Tara Westover, a rapariga que existia à espera do fim do mundo
Cresceu sem certidão de nascimento, sem ir à escola ou ao médico, numa família de religiosos radicais que a preparavam para o fim do mundo. Aos 17 anos, ficou chocada com a dimensão da sua ignorância. Dez anos depois tinha um doutoramento por Cambridge e escreveu as memórias. Uma Educação é uma prova de resistência também na leitura. Ela conta aqui como foi.
Percorrer as montanhas do Idaho é ter a sensação forte de que alguém pode ficar ali esquecido — ou deixar-se esquecer — para sempre. Sem a extensão das imensas planícies do Sul que iludem acerca da possibilidade de um olhar infinito, capaz de abarcar tudo, o horizonte recortado do extremo noroeste dos Estados Unidos permite o recolhimento de uma toca. É um lugar que sugere a hipótese de ser, em grande parte, inexpugnável. Viver como um eremita entre o gelo dos invernos longos e o verde da floresta recortado pela neve derretida em linhas de água no verão generoso faz parte do imaginário variado da América. Talvez por isso, Tara Westover pudesse ter existido ali como se não existisse de facto.
Até aos nove anos não teve certidão de nascimento. Até aos 17, nunca frequentou uma escola e nunca foi a um médico. Não sabia o dia em que nasceu e não achava isso estranho. Achava que todos podiam escolher a data de celebrar o aniversário. No seu caso, a mais conveniente a cada fim de Setembro. No mundo de Tara Westover todos trabalhavam, crianças e adultos; as mulheres mais, porque a tudo o resto acumulavam as tarefas domésticas e a maternidade. Aos domingos ia à missa e vagueava pela sucata do pai. Pelos montes.

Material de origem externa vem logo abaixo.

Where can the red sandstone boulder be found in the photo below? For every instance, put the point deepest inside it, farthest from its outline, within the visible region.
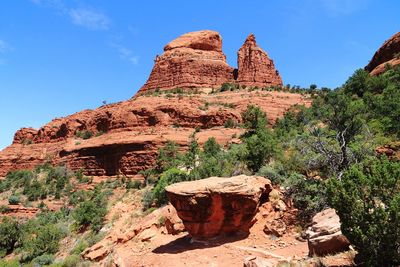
(388, 53)
(325, 236)
(194, 59)
(215, 206)
(255, 68)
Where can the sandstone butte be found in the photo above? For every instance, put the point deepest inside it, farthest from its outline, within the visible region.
(214, 206)
(388, 53)
(127, 135)
(196, 60)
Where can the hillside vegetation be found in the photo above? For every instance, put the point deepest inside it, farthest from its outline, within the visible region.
(322, 156)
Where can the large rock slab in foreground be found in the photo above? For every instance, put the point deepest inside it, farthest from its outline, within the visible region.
(215, 206)
(324, 235)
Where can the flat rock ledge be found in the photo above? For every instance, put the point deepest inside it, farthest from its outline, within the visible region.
(215, 206)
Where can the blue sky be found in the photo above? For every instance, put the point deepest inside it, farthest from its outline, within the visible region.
(58, 57)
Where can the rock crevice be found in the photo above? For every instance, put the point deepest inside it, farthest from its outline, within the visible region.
(196, 60)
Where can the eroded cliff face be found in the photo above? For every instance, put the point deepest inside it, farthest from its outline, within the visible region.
(255, 68)
(196, 60)
(388, 53)
(127, 135)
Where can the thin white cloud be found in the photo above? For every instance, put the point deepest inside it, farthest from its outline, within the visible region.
(343, 7)
(54, 4)
(84, 17)
(126, 54)
(90, 19)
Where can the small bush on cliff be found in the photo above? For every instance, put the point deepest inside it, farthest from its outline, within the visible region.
(211, 147)
(260, 143)
(367, 200)
(13, 200)
(169, 177)
(91, 212)
(168, 157)
(39, 238)
(9, 235)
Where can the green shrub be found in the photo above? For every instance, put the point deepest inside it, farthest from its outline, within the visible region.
(86, 134)
(211, 147)
(168, 177)
(133, 184)
(308, 195)
(35, 191)
(71, 261)
(4, 208)
(13, 200)
(147, 199)
(79, 247)
(168, 157)
(367, 200)
(39, 239)
(91, 213)
(254, 119)
(229, 123)
(9, 263)
(274, 175)
(9, 235)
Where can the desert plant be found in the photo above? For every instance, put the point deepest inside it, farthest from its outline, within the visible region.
(367, 200)
(13, 200)
(9, 235)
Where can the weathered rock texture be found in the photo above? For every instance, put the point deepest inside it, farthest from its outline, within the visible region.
(325, 236)
(196, 60)
(388, 53)
(215, 206)
(255, 68)
(193, 60)
(127, 135)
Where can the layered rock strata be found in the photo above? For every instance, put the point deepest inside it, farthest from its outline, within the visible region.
(126, 135)
(196, 60)
(325, 236)
(216, 206)
(255, 68)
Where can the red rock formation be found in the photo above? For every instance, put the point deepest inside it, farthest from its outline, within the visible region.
(127, 135)
(215, 206)
(388, 53)
(193, 60)
(255, 68)
(196, 60)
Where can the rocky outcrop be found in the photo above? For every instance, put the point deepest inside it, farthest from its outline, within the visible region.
(388, 53)
(126, 135)
(255, 68)
(196, 60)
(324, 235)
(215, 206)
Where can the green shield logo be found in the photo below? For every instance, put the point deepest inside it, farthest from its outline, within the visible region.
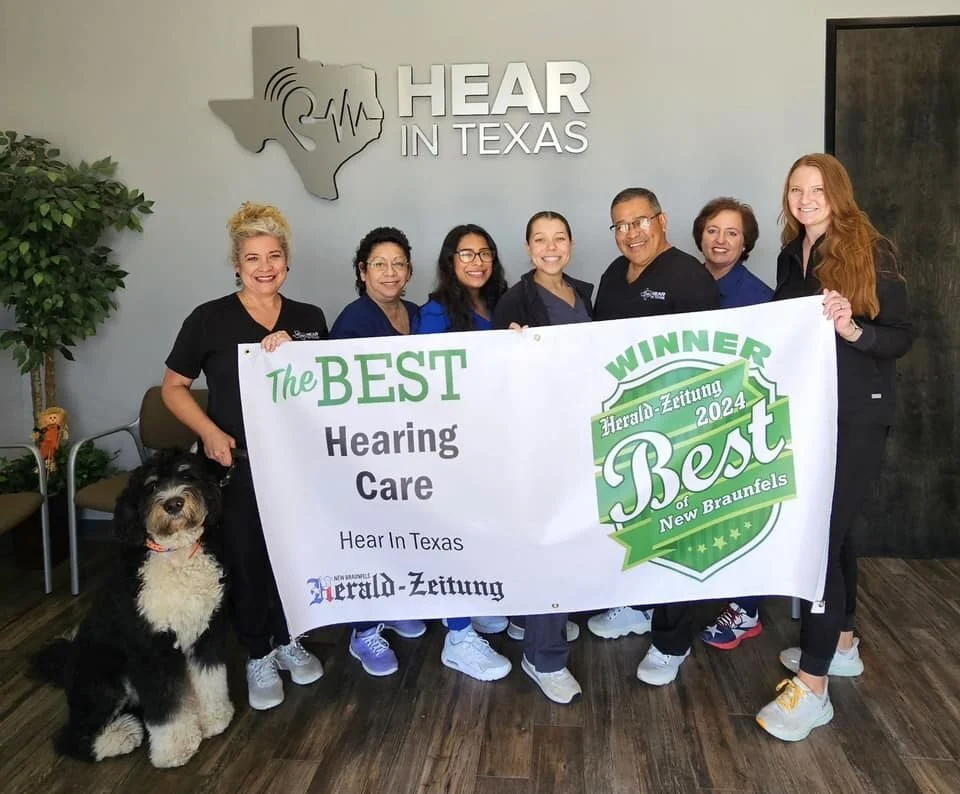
(693, 460)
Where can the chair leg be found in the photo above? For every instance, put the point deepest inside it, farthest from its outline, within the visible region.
(72, 529)
(45, 534)
(795, 608)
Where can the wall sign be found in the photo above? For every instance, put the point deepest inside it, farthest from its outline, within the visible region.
(324, 114)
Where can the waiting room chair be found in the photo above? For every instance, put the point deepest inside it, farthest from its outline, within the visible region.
(154, 428)
(16, 507)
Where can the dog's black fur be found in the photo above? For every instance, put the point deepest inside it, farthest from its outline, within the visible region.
(151, 651)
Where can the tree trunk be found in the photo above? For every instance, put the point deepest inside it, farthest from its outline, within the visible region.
(36, 394)
(49, 379)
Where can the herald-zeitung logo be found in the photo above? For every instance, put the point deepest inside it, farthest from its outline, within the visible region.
(692, 451)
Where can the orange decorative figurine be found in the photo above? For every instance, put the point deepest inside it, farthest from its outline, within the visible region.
(50, 433)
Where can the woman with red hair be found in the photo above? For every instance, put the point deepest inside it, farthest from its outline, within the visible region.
(831, 248)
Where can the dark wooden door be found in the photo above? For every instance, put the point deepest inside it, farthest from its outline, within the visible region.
(893, 118)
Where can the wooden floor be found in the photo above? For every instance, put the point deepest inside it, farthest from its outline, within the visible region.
(429, 729)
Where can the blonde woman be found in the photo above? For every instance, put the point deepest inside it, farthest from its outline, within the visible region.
(255, 313)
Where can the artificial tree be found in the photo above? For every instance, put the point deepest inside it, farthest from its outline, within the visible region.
(55, 271)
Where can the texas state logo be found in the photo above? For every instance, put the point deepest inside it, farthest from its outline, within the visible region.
(692, 451)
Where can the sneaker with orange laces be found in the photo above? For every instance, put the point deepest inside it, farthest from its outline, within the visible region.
(796, 711)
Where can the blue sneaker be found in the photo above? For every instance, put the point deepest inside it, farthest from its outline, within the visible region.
(373, 652)
(732, 627)
(489, 625)
(407, 629)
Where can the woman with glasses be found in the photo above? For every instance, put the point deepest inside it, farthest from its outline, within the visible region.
(830, 248)
(725, 231)
(470, 281)
(546, 295)
(382, 268)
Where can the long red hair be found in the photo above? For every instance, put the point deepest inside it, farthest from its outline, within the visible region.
(848, 254)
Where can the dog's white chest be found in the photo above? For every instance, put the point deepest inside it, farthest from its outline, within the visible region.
(180, 595)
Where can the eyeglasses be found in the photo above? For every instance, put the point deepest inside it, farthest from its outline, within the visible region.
(643, 222)
(467, 255)
(380, 265)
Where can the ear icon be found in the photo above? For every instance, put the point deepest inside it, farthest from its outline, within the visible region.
(298, 108)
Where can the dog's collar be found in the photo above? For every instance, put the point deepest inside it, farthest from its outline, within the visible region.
(154, 546)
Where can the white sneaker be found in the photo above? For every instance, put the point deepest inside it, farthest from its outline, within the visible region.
(515, 632)
(658, 669)
(469, 653)
(620, 621)
(796, 711)
(303, 666)
(560, 686)
(264, 687)
(844, 663)
(489, 625)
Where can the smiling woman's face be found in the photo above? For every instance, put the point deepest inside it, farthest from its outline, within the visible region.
(549, 245)
(263, 265)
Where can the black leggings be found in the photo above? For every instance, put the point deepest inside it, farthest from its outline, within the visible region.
(859, 461)
(255, 607)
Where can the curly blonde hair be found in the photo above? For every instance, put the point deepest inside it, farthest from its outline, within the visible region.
(253, 220)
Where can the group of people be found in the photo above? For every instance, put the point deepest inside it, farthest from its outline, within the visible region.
(829, 248)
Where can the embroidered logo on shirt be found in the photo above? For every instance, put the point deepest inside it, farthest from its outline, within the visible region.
(653, 295)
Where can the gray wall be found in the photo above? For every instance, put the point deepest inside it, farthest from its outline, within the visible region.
(692, 99)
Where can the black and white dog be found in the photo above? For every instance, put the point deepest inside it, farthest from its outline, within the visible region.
(151, 651)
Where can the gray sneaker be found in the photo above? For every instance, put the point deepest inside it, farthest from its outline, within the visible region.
(795, 712)
(303, 666)
(620, 621)
(373, 651)
(470, 653)
(847, 664)
(560, 687)
(264, 687)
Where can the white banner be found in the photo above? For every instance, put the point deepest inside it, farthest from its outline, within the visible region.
(556, 469)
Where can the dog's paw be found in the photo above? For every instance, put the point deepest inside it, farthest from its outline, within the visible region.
(174, 743)
(215, 721)
(122, 736)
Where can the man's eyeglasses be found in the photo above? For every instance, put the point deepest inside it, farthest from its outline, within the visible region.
(380, 265)
(641, 223)
(467, 255)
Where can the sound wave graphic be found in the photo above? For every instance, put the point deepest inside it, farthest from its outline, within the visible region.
(285, 84)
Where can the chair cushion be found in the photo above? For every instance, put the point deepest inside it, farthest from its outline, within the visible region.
(14, 507)
(103, 495)
(160, 429)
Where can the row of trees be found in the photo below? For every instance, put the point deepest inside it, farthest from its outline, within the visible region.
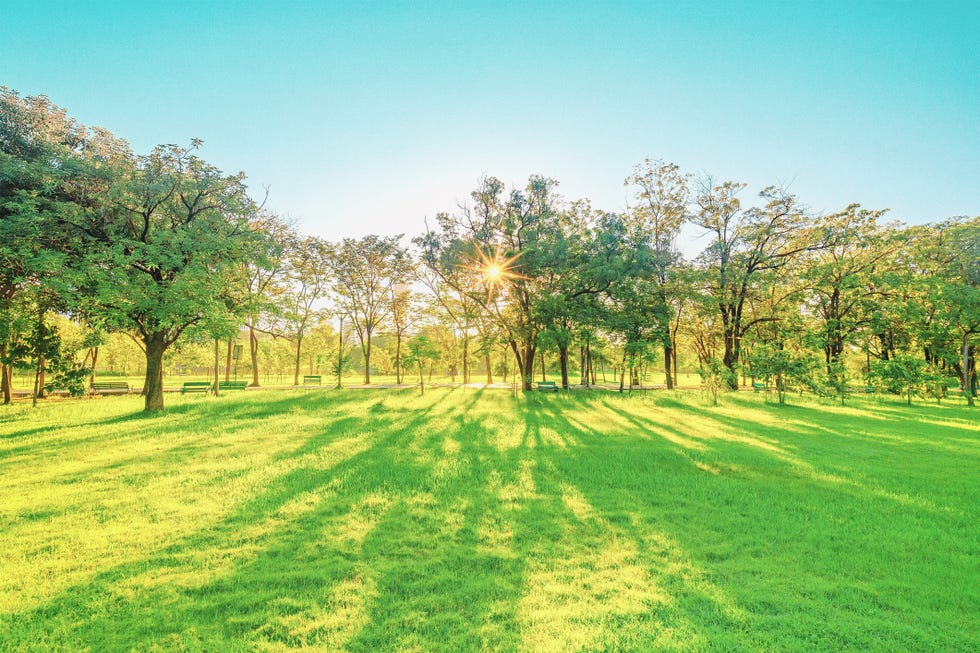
(165, 246)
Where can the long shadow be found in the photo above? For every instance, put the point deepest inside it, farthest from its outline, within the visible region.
(291, 561)
(810, 528)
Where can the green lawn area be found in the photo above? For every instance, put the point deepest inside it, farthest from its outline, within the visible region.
(471, 520)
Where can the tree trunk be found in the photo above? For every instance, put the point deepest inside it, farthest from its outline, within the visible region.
(367, 357)
(673, 358)
(253, 352)
(524, 354)
(730, 359)
(398, 357)
(228, 362)
(95, 360)
(42, 370)
(299, 347)
(622, 372)
(563, 364)
(217, 371)
(156, 345)
(966, 383)
(6, 378)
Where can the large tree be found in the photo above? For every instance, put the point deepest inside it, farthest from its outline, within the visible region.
(843, 277)
(494, 250)
(163, 253)
(660, 211)
(51, 168)
(748, 247)
(365, 273)
(309, 273)
(265, 281)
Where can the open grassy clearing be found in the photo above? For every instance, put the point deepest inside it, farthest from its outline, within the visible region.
(473, 520)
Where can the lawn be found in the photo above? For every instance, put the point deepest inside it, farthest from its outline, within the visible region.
(471, 520)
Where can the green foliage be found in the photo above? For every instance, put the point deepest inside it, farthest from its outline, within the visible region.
(902, 374)
(474, 521)
(715, 377)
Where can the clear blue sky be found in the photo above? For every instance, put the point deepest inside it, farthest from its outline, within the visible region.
(368, 117)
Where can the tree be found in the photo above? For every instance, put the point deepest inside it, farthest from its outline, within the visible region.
(51, 168)
(309, 271)
(365, 273)
(661, 209)
(421, 351)
(265, 281)
(162, 255)
(748, 246)
(842, 276)
(494, 250)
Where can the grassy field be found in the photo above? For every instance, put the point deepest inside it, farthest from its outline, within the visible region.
(477, 521)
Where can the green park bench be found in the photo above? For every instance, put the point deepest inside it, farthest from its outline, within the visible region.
(110, 387)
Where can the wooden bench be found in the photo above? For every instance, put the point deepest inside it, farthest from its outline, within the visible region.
(196, 386)
(110, 387)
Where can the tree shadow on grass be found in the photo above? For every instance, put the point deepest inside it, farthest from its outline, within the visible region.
(266, 572)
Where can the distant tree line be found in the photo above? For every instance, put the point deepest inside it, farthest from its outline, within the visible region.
(165, 248)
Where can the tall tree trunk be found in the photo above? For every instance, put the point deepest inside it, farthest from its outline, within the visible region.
(6, 378)
(299, 346)
(966, 382)
(398, 357)
(156, 345)
(217, 371)
(42, 371)
(228, 362)
(95, 361)
(524, 355)
(673, 358)
(466, 356)
(253, 352)
(732, 350)
(622, 372)
(563, 364)
(367, 357)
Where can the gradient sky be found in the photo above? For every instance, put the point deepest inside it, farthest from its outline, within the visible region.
(369, 117)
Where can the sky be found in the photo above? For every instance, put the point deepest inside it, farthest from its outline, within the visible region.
(370, 117)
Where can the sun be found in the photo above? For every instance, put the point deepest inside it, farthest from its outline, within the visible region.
(495, 269)
(493, 272)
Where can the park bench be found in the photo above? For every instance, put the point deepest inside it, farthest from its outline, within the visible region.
(196, 386)
(110, 387)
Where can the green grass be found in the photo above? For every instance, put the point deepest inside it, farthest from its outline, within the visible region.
(477, 521)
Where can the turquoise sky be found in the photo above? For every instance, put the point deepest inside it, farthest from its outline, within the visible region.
(368, 117)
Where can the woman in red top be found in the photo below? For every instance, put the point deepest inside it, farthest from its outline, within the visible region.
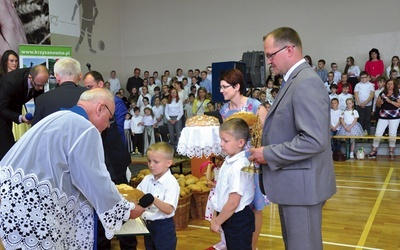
(374, 66)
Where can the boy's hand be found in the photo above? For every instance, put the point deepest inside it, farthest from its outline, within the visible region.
(214, 227)
(136, 212)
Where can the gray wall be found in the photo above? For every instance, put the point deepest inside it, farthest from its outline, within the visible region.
(159, 35)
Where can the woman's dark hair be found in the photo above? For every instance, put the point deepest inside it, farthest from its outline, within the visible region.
(395, 89)
(170, 96)
(234, 77)
(376, 51)
(351, 59)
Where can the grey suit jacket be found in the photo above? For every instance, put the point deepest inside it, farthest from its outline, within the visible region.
(296, 136)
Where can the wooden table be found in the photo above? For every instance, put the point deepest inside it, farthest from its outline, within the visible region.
(133, 227)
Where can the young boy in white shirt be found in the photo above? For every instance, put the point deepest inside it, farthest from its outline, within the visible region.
(344, 96)
(235, 188)
(165, 189)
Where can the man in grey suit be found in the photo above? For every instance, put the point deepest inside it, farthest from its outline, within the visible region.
(296, 157)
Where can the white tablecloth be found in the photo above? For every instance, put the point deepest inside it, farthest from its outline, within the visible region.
(199, 141)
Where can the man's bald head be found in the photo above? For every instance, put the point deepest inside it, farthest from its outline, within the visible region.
(99, 106)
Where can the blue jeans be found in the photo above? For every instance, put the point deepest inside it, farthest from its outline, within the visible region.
(239, 229)
(162, 235)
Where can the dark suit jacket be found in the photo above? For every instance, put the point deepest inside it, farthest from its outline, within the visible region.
(64, 96)
(13, 95)
(296, 137)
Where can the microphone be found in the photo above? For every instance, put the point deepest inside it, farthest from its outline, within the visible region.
(28, 116)
(146, 200)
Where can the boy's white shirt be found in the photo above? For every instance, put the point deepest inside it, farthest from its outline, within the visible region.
(231, 179)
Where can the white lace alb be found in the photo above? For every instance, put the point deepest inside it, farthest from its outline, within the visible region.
(34, 215)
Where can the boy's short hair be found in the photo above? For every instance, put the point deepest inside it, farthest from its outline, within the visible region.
(382, 78)
(162, 147)
(236, 127)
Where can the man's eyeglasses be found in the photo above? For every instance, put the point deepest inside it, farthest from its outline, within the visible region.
(222, 87)
(41, 86)
(112, 119)
(270, 56)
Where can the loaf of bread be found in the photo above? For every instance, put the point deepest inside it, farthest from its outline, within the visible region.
(202, 120)
(130, 193)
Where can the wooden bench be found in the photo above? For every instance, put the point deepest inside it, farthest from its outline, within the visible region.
(348, 138)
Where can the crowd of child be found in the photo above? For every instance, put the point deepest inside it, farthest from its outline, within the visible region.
(158, 109)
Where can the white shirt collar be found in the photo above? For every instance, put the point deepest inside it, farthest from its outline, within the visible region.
(286, 76)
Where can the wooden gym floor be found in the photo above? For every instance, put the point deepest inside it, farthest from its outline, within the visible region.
(364, 213)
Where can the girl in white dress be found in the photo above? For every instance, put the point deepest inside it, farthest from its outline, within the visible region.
(350, 126)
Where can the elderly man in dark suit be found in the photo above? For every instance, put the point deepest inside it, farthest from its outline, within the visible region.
(68, 73)
(296, 156)
(16, 88)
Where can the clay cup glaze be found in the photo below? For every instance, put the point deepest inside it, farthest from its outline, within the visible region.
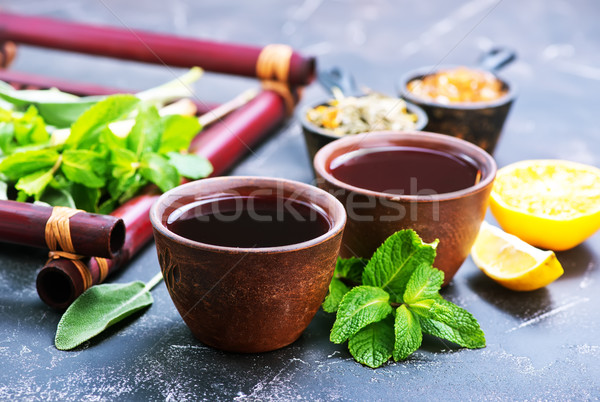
(454, 218)
(317, 137)
(477, 122)
(247, 299)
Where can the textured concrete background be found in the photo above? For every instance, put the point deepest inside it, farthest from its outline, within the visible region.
(542, 345)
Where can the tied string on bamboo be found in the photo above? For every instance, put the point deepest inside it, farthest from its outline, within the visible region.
(58, 234)
(8, 52)
(273, 68)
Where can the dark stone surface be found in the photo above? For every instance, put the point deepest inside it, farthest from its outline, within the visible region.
(542, 345)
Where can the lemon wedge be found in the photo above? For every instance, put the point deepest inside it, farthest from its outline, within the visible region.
(551, 204)
(513, 263)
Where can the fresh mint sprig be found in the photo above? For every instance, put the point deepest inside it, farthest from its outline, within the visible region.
(92, 168)
(385, 304)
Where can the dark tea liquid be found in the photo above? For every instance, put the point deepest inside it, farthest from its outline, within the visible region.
(404, 170)
(248, 222)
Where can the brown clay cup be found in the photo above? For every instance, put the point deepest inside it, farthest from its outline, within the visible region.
(454, 218)
(247, 299)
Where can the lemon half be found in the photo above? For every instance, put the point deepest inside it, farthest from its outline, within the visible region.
(513, 263)
(552, 204)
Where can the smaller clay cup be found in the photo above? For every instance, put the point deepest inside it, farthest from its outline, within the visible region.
(247, 299)
(316, 137)
(454, 218)
(478, 122)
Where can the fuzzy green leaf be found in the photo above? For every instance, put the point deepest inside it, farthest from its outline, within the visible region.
(85, 132)
(359, 307)
(98, 308)
(408, 335)
(178, 132)
(424, 283)
(156, 168)
(190, 165)
(395, 260)
(21, 164)
(34, 184)
(337, 290)
(145, 134)
(80, 165)
(350, 268)
(450, 322)
(373, 345)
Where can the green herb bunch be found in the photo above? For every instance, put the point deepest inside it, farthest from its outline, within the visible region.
(385, 304)
(93, 168)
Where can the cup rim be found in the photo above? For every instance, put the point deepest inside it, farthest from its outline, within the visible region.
(321, 161)
(338, 221)
(423, 119)
(404, 93)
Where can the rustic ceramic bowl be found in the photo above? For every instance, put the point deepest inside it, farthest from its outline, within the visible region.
(317, 137)
(477, 122)
(247, 299)
(454, 218)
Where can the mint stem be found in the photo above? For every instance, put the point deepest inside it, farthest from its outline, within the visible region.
(153, 282)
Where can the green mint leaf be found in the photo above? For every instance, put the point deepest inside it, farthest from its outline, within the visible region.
(450, 322)
(146, 133)
(350, 268)
(190, 165)
(422, 307)
(359, 307)
(373, 345)
(34, 184)
(98, 308)
(7, 133)
(395, 260)
(408, 335)
(84, 197)
(337, 290)
(424, 283)
(178, 132)
(85, 132)
(30, 128)
(21, 164)
(156, 168)
(79, 167)
(124, 162)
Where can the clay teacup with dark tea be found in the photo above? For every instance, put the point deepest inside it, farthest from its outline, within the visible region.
(247, 261)
(435, 184)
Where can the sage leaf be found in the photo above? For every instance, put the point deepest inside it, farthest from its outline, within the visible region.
(395, 260)
(337, 290)
(156, 168)
(424, 283)
(408, 335)
(145, 134)
(178, 132)
(350, 268)
(373, 345)
(359, 307)
(450, 322)
(85, 132)
(190, 165)
(99, 307)
(22, 164)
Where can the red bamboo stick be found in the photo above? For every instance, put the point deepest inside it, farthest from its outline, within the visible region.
(145, 46)
(25, 224)
(59, 282)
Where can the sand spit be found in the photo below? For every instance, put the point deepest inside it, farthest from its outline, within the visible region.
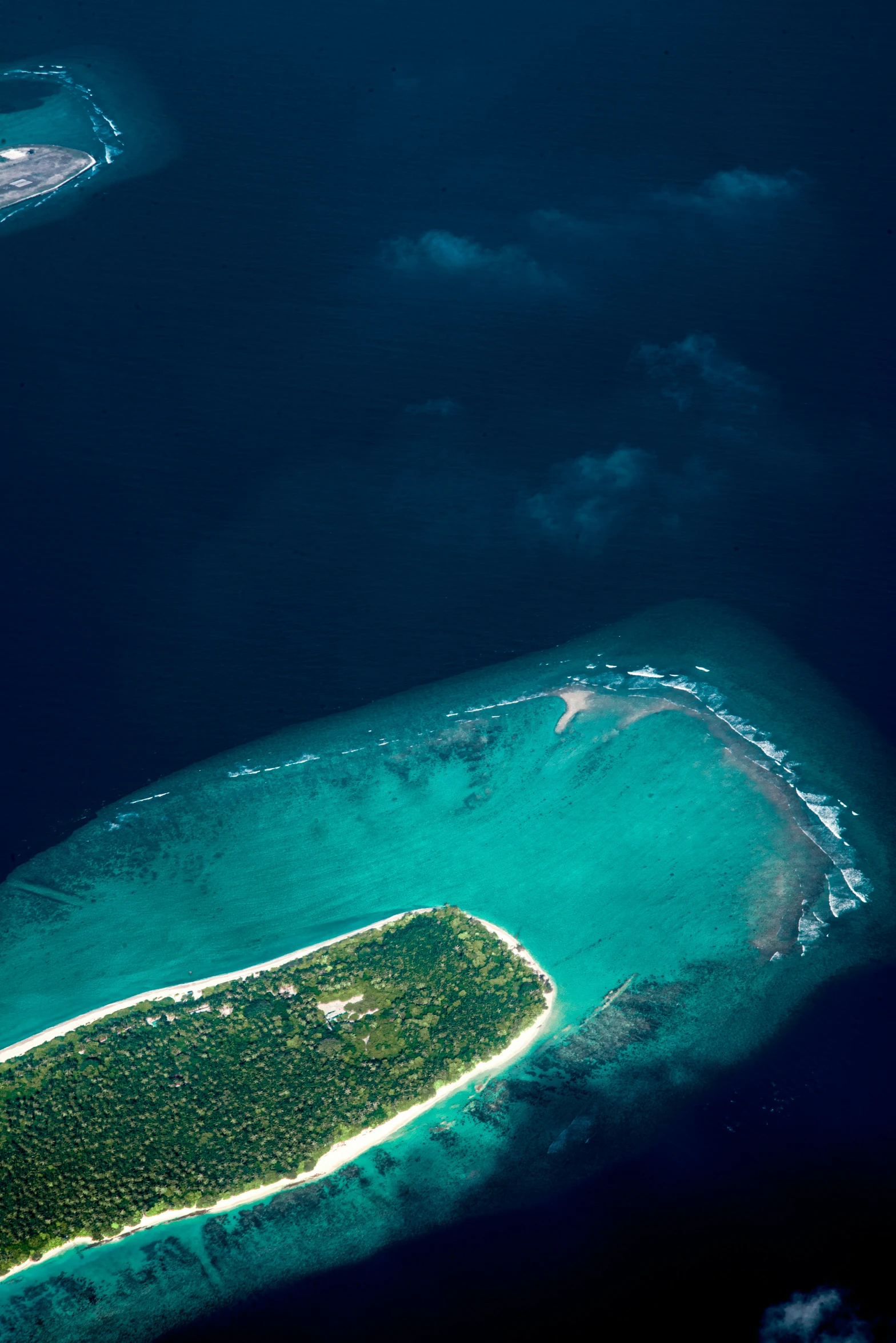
(342, 1153)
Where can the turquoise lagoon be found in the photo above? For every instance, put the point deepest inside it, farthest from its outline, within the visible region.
(713, 824)
(85, 100)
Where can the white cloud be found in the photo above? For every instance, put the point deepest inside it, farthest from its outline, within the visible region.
(738, 189)
(696, 359)
(590, 494)
(442, 251)
(812, 1318)
(439, 406)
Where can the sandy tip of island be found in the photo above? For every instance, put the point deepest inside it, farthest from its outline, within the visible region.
(342, 1153)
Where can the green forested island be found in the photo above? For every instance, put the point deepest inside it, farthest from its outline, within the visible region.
(169, 1104)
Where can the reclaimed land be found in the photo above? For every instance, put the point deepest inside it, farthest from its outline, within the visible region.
(177, 1106)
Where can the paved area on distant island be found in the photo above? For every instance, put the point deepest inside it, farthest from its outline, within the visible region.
(34, 170)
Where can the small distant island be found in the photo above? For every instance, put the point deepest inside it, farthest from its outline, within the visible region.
(171, 1104)
(29, 171)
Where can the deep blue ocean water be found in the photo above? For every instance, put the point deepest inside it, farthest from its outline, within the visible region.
(401, 342)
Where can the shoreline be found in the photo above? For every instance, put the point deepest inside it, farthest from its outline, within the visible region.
(181, 992)
(339, 1154)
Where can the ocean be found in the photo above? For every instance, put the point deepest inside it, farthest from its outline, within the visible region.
(390, 347)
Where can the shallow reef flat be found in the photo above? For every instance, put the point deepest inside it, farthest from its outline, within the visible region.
(684, 826)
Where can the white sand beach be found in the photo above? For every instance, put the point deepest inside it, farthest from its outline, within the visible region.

Não é um filme, não foi num tempo longínquo, não é mito, mas faz parte de uma mitologia de vida. Rara, violenta, dogmática, com momentos de felicidade ou próximos disso. Aconteceu entre os anos 90 do século XX até à primeira década deste século, o momento em que a curiosidade levou Tara Westover a sair da montanha. Tinha 17 anos e, aos 27, completava um doutoramento em Cambridge, no Reino Unido, coisa que não cabia na imaginação da rapariga que, com dez anos, trabalhava na sucata do pai, por onde já haviam passado os seis irmãos mais velhos.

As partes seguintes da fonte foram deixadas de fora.